ウィリアム・ゴセットのビールの研究により発掘されたt分布について、正規分布との違いを解説します。
ギネスビールとt分布
ウィリアム・ゴセットとビール酵母
アイルランド🇮🇪発祥の有名なギネスビールのダブリン醸造所に、ウィリアム・ゴセットという人物が1899年に就職しました。
当時のビールの醸造の過程で、酵母の数を調べるのに、正規分布で推定していました。
酵母の数を正確に計測しなければ、ビールの味が不安定だったそうです。
醗酵タンクが少なくサンプル数が少なかったという点がポイントになります。
正規分布による推定では不充分でした。
正規分布による推定
酵母の数や平均 $\mu$ を求めるために、標本平均 $\bar{X}$ と分散 $\sigma^2$ を使います。
標本平均 $\bar{X}$ が $N(\mu, \sigma^2/n)$ に従うという事実から、次が成り立ちます。
$$\displaystyle \frac{\bar{X} - \mu}{\sigma / \sqrt{n}} \sim N(0,1)$$
ここで推定に使うビール(発酵タンク)のサンプル数は $n$ とします。
t分布をなぜ使うのか?
先ほどの数式が当時も信じられていましたが、分散 $\sigma^2$ をどう使うかが不充分でした。
サンプル数が少ないとき、母分散が分かるときと、分からないときで、話が変わってしまうのです!
母分散が分かるとき(正規分布)
母分散 $\sigma^2$ が分かるとき、定説通り、標本平均 $\bar{X}$ は正規分布 $N(\mu, \sigma^2/n)$ に従います。
標準化して、次が成り立ちます:
$$\displaystyle \frac{\bar{X} - \mu}{\sigma / \sqrt{n}} \sim N(0,1).$$
母分散が分からないとき(t分布)
母分散 $\sigma^2$ が分からないとき、その代わりに不偏分散 $s^2$ を使います。

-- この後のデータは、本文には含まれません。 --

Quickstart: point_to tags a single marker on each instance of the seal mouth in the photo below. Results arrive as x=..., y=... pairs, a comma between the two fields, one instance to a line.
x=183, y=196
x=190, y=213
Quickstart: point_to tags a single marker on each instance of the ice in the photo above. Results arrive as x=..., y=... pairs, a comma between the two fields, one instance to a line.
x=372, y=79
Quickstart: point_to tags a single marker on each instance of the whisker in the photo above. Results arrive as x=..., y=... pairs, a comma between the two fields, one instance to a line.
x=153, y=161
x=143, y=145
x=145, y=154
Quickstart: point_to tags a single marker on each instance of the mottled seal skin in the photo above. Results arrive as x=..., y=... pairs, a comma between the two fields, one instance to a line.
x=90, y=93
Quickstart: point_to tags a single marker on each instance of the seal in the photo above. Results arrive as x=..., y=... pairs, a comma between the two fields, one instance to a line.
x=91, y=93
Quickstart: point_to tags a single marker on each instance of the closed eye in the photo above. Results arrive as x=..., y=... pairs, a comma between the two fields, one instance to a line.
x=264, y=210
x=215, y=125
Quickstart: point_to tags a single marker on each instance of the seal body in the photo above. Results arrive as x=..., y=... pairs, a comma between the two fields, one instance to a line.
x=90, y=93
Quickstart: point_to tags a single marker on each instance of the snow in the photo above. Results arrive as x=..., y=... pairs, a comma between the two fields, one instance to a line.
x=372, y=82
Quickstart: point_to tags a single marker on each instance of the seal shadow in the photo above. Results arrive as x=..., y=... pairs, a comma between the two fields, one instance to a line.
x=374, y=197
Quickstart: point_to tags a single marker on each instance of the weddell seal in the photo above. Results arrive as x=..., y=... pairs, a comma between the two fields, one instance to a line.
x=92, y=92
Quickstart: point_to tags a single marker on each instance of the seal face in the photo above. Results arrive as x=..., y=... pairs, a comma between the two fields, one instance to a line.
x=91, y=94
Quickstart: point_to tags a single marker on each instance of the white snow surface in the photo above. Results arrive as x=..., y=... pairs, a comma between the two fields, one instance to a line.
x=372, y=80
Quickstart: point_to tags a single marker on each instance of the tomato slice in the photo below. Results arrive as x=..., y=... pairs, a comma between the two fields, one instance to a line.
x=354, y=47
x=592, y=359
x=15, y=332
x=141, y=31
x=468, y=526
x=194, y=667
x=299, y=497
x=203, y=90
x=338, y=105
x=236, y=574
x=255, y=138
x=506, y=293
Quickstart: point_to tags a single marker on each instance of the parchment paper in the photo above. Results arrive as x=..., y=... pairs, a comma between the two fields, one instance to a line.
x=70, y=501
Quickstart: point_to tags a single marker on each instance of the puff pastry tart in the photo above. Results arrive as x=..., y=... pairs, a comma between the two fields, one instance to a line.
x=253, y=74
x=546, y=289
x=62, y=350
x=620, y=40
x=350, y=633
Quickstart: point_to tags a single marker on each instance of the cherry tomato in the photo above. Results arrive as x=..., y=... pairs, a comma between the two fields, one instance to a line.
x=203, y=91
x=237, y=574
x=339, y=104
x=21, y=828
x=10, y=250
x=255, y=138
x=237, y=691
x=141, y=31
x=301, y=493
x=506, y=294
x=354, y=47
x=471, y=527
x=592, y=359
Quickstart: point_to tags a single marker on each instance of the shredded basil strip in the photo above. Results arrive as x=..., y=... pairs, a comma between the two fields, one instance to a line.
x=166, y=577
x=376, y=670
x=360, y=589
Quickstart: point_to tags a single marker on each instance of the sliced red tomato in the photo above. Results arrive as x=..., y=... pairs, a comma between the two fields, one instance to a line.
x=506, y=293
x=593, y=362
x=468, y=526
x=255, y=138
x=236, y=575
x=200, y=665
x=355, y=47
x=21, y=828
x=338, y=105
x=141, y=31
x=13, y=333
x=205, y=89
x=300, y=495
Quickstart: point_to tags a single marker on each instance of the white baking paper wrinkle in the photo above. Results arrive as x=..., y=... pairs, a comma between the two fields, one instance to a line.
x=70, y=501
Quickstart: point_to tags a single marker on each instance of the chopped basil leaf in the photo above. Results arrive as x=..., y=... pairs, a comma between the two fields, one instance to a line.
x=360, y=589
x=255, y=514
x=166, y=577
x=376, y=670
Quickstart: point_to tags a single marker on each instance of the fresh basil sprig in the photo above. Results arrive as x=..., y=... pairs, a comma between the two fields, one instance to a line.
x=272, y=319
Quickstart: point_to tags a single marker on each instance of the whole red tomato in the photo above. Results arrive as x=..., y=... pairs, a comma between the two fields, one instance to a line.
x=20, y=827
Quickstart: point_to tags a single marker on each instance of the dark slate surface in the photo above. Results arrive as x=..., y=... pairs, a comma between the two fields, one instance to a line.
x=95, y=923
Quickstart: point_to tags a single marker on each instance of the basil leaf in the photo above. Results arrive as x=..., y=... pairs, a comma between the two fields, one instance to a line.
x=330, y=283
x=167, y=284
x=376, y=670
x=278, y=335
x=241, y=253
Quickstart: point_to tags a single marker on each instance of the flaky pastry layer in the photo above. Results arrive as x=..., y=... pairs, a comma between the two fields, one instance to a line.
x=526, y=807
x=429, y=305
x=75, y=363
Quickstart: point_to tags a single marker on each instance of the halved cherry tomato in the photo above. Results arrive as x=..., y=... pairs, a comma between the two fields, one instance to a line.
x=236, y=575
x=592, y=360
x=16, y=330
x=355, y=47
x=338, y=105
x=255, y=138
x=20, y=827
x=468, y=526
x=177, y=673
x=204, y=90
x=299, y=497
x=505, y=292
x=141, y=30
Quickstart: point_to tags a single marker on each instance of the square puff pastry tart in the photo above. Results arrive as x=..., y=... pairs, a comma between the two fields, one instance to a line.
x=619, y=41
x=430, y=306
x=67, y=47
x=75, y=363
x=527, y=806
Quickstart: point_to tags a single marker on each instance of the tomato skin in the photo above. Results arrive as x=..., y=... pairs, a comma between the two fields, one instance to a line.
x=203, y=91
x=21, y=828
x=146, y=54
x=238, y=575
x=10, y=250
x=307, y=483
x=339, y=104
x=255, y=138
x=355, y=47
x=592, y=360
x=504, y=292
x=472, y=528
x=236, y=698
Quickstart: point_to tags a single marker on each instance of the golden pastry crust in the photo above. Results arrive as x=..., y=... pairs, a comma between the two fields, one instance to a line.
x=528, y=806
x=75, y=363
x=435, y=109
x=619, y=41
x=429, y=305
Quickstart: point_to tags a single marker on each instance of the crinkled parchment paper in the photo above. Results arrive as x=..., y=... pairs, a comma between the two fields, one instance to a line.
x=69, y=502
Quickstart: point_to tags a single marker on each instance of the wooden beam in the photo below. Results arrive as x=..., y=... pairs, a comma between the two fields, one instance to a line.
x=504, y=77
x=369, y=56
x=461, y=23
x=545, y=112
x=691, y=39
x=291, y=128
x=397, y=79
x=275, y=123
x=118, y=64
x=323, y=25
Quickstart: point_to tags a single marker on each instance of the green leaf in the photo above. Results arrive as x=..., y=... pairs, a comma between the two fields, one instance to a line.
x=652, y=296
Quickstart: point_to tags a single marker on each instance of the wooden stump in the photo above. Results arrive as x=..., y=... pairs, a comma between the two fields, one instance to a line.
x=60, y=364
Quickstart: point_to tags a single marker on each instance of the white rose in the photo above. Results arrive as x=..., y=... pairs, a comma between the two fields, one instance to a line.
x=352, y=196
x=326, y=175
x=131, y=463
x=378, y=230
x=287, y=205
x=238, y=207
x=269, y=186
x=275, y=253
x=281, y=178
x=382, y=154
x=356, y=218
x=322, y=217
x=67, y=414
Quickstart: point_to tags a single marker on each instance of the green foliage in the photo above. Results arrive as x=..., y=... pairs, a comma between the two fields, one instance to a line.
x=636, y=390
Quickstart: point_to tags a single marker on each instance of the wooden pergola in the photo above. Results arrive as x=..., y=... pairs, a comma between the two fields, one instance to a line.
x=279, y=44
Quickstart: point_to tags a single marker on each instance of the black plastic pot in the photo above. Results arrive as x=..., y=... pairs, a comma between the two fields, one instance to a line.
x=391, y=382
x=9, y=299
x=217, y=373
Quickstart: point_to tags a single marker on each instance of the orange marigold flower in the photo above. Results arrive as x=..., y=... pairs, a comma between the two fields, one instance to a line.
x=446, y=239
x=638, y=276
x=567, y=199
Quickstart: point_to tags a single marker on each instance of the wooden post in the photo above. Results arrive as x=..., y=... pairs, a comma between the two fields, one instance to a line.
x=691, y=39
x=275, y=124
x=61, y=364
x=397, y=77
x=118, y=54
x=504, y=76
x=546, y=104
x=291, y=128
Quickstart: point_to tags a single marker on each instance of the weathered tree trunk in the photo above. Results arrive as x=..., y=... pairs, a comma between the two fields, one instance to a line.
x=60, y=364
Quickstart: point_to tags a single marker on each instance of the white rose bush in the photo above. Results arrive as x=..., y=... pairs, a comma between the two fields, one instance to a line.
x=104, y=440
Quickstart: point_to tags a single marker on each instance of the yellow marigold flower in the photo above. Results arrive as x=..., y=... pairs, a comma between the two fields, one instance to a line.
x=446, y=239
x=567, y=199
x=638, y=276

$$\displaystyle s^2 = \frac{1}{n-1} \sum_{k=1}^n(X_k - \mu)^2$$
しかし、実は、残念ながら、これを使った $\displaystyle \frac{\bar{X} - \mu}{s / \sqrt{n}}$ は正規分布 $N(\mu, s^2/n)$ に従いません。
ゴセットはそれまでのデータから、これが他の確率分布に従うことを発見しました。
スチューデントのt分布といいます。
$$\displaystyle \frac{\bar{X} - \mu}{s / \sqrt{n}} \sim t(n-1)$$
※ $t(n-1)$ は自由度 $n-1$ のt分布という意味です。
ウィリアム・ゴセットの発見
「スチューデント」という名称が突如出てきました。
これはゴセットのペンネームです。ギネスビールでは、企業内で発見したことを実名で外部に発表することが禁止されていたので、ゴセットは「スチューデント」というペンネームを使って論文としてt分布を世界に公開しました。
なお、tには特に理由はないみたいで、フィッシャーとゴセットがアルファベット $a, b, \cdots, z$ で統計手法の話をしていてtになったみたいです。
特に、サンプル数 $n$ が少ないとき、標本平均 $\bar{X}$ という確率変数を調べる際に、不偏分散で標準化した形の確率変数は、正規分布ではなく t分布 $t(n-1)$ に従う。
なお、サンプル数 $n$ が大きいときも、もちろんt分布に従いますが、正規分布との誤差が(ほぼ)なく、正規分布で代用しても可になります。